According to one legend, the structure is called Tsé Bitʼaʼí or “the rock with wings,” myth says that the Shiprock was a piece of land that became a bird, carrying the ancestral people of the Navajo on its back. After being transported from another place, the Navajos lived on the monolith, "coming down only to plant their fields and get water." One day, the peak was struck by lightning, obliterating the trail and leaving only a sheer cliff, and stranding the women and children on top to starve. The presence of people on the peak is forbidden "for fear they might stir up the chį́įdii (ghosts), or rob their corpses."

Navajo legend also places the rock in the context of the entire landscape. Shiprock is said to be the medicine bag or bow carried by a giant, mythical, man-like being, whose body is made up of various mountain ranges and peaks. There's also another legend that says that flesh-eating Bird Monsters lived atop the Shiprock. One of the two Warrior Twins, Monstery Slayer, killed two of the Bird Monsters and turned one baby Bird Monster into an eagle, and another into an owl. The rock is even mentioned in various chants and ceremonies.

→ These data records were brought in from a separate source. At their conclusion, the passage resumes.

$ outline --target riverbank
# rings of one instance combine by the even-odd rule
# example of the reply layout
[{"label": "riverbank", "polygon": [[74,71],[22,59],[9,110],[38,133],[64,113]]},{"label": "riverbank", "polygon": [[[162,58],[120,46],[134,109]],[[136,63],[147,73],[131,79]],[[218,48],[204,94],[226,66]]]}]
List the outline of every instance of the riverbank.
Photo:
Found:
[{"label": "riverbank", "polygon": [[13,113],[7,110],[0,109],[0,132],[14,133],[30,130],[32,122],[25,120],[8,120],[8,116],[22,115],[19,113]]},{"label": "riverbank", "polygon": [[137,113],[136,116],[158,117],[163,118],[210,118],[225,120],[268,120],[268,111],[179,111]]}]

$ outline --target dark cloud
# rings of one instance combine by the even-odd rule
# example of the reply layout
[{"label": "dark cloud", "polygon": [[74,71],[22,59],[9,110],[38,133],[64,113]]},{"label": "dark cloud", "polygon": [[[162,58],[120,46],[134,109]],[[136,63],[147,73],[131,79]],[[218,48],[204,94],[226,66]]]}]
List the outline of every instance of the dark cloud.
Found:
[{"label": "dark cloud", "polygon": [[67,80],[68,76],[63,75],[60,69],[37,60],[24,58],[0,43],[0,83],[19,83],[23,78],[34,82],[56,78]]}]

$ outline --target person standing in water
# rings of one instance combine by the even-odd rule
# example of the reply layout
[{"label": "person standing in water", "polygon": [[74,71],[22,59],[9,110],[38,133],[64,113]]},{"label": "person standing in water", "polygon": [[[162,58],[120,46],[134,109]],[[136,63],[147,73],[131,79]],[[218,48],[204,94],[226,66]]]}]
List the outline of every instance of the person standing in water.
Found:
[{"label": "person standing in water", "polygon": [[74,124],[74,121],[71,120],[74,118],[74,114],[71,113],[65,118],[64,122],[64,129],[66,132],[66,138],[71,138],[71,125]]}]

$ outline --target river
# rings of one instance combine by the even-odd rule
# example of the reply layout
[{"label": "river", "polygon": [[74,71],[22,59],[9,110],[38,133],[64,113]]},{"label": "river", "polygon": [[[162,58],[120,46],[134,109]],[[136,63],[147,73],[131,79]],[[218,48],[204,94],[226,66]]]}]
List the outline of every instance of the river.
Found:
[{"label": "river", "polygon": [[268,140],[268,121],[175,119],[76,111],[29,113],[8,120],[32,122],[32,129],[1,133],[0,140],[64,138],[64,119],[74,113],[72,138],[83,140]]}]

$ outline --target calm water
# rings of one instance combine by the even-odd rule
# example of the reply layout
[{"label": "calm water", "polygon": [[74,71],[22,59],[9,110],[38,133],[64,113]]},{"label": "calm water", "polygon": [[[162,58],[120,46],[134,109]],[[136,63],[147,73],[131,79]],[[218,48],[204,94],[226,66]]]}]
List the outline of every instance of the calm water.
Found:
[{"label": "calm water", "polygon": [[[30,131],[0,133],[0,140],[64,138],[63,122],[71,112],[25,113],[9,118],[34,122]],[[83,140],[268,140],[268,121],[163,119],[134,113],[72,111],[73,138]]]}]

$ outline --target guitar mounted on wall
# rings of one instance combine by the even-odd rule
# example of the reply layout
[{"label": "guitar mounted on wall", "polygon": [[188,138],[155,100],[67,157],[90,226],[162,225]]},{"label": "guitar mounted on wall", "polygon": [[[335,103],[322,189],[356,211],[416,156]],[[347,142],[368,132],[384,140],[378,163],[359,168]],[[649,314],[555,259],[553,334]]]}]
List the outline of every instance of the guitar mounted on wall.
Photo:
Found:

In late March 1970 based on American Alpine Journal 1971 accident report, an injury to a climber  caused the Navajo Nation to ban rock climbing not only on Shiprock but all over the Navajo Nation. The Navajo Nation announced that the ban was "absolute, final and unconditional", and was due to "the Navajo's traditional fear of death and its aftermath, such accidents and especially fatalities often render the area where they occur as taboo, and the location is sometimes henceforth regarded as contaminated by evil spirits and is considered a place to be avoided." The pinnacle is located on private property areas from the Navajo grazing holders and is currently monitored and overseen by Shiprock tribal community advocates. There are two Navajo chapter tribal government organizations that claim jurisdiction over the formation. The Navajo tribal parks and recreation does not have jurisdiction over the formation due to its not presently being a tribal park. The formation is highly considered a sacred and religious site to the Navajo people.